ロシア特集に西荻窪で対抗! 自由すぎるテレビ東京が大躍進しているワケ


「他局はテレ東とは予算がケタ違いですから冒険できない。視聴率も『ゴールデンなら二桁』が命題としてあり、ハズレ番組を作れば担当者は責任問題となって立場を失います。現場はヒット番組を作るよりも『失敗しない』という方向に流れがちですから、どこかで見たような内容の手堅い番組になってしまう。出演者も吉本芸人やジャニーズタレント、AKBにEXILEと変わり映えしない。これでは視聴者も飽きてしまいます。一方、テレ東はゴールデンでも視聴率7%以上ならヒット。5%前後でも打ち切りや責任問題になりません。失敗を恐れずに番組作りできる環境が、テレビマンの自由な発想を引きだしているのです」(制作会社関係者)

 潤沢な予算で豪華な番組作りをしたからといって、視聴率が稼げるわけではない。当たり前のようでいて実践するのは難しいことだが、それもテレ東が証明してしまっている。

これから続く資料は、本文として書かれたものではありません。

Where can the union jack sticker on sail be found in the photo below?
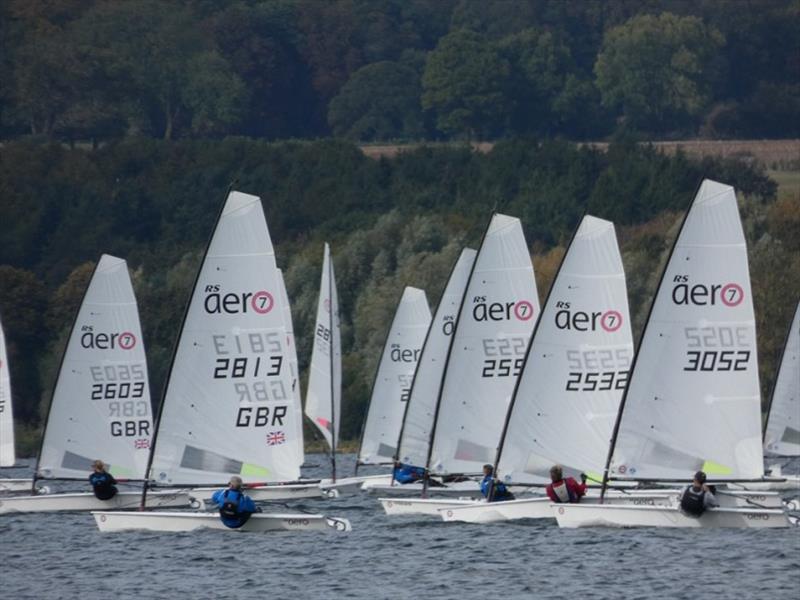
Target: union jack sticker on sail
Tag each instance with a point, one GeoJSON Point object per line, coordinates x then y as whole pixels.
{"type": "Point", "coordinates": [275, 438]}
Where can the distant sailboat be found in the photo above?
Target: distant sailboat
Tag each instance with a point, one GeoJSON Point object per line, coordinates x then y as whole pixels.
{"type": "Point", "coordinates": [486, 351]}
{"type": "Point", "coordinates": [228, 406]}
{"type": "Point", "coordinates": [693, 401]}
{"type": "Point", "coordinates": [100, 408]}
{"type": "Point", "coordinates": [324, 393]}
{"type": "Point", "coordinates": [392, 385]}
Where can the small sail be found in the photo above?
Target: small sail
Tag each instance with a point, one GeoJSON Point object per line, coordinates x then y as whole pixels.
{"type": "Point", "coordinates": [7, 455]}
{"type": "Point", "coordinates": [291, 352]}
{"type": "Point", "coordinates": [577, 367]}
{"type": "Point", "coordinates": [494, 326]}
{"type": "Point", "coordinates": [324, 394]}
{"type": "Point", "coordinates": [101, 402]}
{"type": "Point", "coordinates": [782, 435]}
{"type": "Point", "coordinates": [228, 407]}
{"type": "Point", "coordinates": [693, 401]}
{"type": "Point", "coordinates": [395, 373]}
{"type": "Point", "coordinates": [418, 422]}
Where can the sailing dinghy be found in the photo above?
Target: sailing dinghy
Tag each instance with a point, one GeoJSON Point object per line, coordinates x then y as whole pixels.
{"type": "Point", "coordinates": [485, 354]}
{"type": "Point", "coordinates": [782, 429]}
{"type": "Point", "coordinates": [693, 400]}
{"type": "Point", "coordinates": [228, 407]}
{"type": "Point", "coordinates": [100, 408]}
{"type": "Point", "coordinates": [391, 388]}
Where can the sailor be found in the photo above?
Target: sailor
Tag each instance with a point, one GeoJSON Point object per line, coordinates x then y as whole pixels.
{"type": "Point", "coordinates": [407, 473]}
{"type": "Point", "coordinates": [565, 490]}
{"type": "Point", "coordinates": [490, 486]}
{"type": "Point", "coordinates": [235, 507]}
{"type": "Point", "coordinates": [103, 483]}
{"type": "Point", "coordinates": [696, 498]}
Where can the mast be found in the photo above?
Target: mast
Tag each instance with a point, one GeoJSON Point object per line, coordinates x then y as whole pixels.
{"type": "Point", "coordinates": [525, 360]}
{"type": "Point", "coordinates": [618, 420]}
{"type": "Point", "coordinates": [58, 376]}
{"type": "Point", "coordinates": [432, 436]}
{"type": "Point", "coordinates": [330, 355]}
{"type": "Point", "coordinates": [154, 439]}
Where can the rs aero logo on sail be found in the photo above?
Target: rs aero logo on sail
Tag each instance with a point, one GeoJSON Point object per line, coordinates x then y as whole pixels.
{"type": "Point", "coordinates": [93, 340]}
{"type": "Point", "coordinates": [579, 320]}
{"type": "Point", "coordinates": [482, 310]}
{"type": "Point", "coordinates": [686, 293]}
{"type": "Point", "coordinates": [235, 303]}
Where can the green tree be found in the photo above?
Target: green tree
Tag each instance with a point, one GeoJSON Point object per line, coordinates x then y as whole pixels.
{"type": "Point", "coordinates": [464, 83]}
{"type": "Point", "coordinates": [656, 69]}
{"type": "Point", "coordinates": [380, 101]}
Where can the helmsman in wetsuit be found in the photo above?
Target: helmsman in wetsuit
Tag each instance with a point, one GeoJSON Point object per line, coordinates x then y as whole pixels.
{"type": "Point", "coordinates": [696, 498]}
{"type": "Point", "coordinates": [565, 490]}
{"type": "Point", "coordinates": [103, 483]}
{"type": "Point", "coordinates": [500, 491]}
{"type": "Point", "coordinates": [235, 507]}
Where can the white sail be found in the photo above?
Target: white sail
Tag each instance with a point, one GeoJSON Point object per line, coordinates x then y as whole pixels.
{"type": "Point", "coordinates": [101, 402]}
{"type": "Point", "coordinates": [488, 347]}
{"type": "Point", "coordinates": [7, 455]}
{"type": "Point", "coordinates": [291, 353]}
{"type": "Point", "coordinates": [418, 422]}
{"type": "Point", "coordinates": [324, 394]}
{"type": "Point", "coordinates": [394, 377]}
{"type": "Point", "coordinates": [693, 401]}
{"type": "Point", "coordinates": [577, 366]}
{"type": "Point", "coordinates": [228, 408]}
{"type": "Point", "coordinates": [782, 436]}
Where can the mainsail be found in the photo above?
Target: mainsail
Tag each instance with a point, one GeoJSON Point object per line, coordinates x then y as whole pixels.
{"type": "Point", "coordinates": [494, 325]}
{"type": "Point", "coordinates": [693, 400]}
{"type": "Point", "coordinates": [393, 379]}
{"type": "Point", "coordinates": [100, 407]}
{"type": "Point", "coordinates": [228, 406]}
{"type": "Point", "coordinates": [416, 430]}
{"type": "Point", "coordinates": [577, 365]}
{"type": "Point", "coordinates": [782, 435]}
{"type": "Point", "coordinates": [7, 455]}
{"type": "Point", "coordinates": [324, 394]}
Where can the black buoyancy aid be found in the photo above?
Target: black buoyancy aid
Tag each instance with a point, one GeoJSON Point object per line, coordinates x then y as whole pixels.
{"type": "Point", "coordinates": [230, 508]}
{"type": "Point", "coordinates": [692, 502]}
{"type": "Point", "coordinates": [563, 492]}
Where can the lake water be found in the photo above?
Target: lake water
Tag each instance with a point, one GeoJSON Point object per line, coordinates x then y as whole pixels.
{"type": "Point", "coordinates": [64, 556]}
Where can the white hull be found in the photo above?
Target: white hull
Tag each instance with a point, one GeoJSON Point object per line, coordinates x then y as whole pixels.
{"type": "Point", "coordinates": [611, 515]}
{"type": "Point", "coordinates": [291, 491]}
{"type": "Point", "coordinates": [15, 485]}
{"type": "Point", "coordinates": [458, 490]}
{"type": "Point", "coordinates": [192, 521]}
{"type": "Point", "coordinates": [421, 506]}
{"type": "Point", "coordinates": [354, 484]}
{"type": "Point", "coordinates": [86, 501]}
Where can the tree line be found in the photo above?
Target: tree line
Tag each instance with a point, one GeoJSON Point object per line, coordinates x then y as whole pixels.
{"type": "Point", "coordinates": [391, 223]}
{"type": "Point", "coordinates": [100, 70]}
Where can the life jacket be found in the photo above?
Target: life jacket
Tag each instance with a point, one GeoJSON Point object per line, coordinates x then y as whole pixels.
{"type": "Point", "coordinates": [563, 492]}
{"type": "Point", "coordinates": [230, 508]}
{"type": "Point", "coordinates": [102, 486]}
{"type": "Point", "coordinates": [692, 502]}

 2月1日、TBSはソチ五輪に絡んで夜9時からの看板番組『世界ふしぎ発見!』で大々的な海外ロケで構成したロシア特集を放送した。一方、その裏番組であるテレ東の『出没!アド街ック天国』は西荻窪を特集。この異色対決の結果は、双方とも平均視聴率9.8%で引き分けだった。しかし、掛かった予算や手間を考えればテレ東の勝利といえるだろう。

 業界内でもテレ東に対する見方が変わってきたようだ。先日、テレビ東京開局50周年特別企画としてジャニーズ事務所の所属タレントが日替わりで司会する生番組『トーキョーライブ!~23:58の生放送~(仮)』の制作が発表された。NEWSの小山慶一郎、TOKIOの松岡昌宏、嵐の相葉雅紀、Kinki Kidsの堂本剛、関ジャニ∞の安田章大が各曜日を担当し、2週間限定で放送される。この発表は業界関係者にとって大きな意味を持つという。

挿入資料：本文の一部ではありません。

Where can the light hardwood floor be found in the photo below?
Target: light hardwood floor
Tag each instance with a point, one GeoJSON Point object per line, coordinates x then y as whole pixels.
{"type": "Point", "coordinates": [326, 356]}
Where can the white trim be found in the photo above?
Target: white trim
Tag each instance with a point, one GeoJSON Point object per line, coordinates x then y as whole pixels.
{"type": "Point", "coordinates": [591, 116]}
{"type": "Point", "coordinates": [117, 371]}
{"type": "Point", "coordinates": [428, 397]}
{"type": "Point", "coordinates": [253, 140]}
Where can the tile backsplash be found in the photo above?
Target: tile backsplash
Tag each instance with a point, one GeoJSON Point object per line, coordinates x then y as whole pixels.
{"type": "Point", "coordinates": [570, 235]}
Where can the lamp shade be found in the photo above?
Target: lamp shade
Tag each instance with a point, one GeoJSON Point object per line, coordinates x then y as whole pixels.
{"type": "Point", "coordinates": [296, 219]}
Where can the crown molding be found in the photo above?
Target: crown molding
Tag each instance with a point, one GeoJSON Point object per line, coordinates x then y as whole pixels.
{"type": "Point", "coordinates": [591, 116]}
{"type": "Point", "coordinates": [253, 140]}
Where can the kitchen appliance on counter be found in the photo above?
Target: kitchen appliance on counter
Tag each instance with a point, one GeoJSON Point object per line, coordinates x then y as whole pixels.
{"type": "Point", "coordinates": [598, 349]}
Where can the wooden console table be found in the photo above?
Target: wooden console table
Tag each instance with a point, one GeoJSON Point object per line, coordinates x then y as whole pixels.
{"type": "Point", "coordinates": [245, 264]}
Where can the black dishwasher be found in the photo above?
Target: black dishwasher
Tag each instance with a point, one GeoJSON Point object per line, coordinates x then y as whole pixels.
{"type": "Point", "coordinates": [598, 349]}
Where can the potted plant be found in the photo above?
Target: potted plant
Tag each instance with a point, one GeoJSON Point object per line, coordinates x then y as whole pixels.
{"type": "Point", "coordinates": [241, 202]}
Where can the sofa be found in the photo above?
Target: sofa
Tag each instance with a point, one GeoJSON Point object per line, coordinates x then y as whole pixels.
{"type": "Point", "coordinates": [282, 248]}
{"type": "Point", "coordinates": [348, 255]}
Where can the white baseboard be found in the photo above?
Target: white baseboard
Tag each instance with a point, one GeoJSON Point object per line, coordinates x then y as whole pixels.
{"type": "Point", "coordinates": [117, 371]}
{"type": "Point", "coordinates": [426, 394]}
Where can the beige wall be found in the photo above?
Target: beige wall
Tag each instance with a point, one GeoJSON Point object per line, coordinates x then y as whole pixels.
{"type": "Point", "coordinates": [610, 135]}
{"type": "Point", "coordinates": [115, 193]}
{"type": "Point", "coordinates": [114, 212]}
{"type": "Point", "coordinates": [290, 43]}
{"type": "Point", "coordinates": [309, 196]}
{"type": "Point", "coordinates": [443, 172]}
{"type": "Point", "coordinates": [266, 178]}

「今までジャニーズ事務所は、テレ東の番組ではブレイク前のグループを出演させる程度しかしなかった。人気が出てくればフジや日テレなどに出演させ、テレ東はお役御免という流れでした。しかし、今回は特別企画とはいえ一線級の所属タレントを投入している。大手事務所の間でも、躍進を続けるテレ東に対する目が変わってきているといえるでしょう」(芸能関係者)

 あまりの好調ぶりに大手も擦り寄ってきたようだが、これが“いつものテレ東”という安定感を崩壊させることにもないかねない。他局と同じようなメンツの番組を乱発するテレ東は見たくない。今後も慢心せずにチャレンジ精神あふれる番組作りを続けてほしいところだ。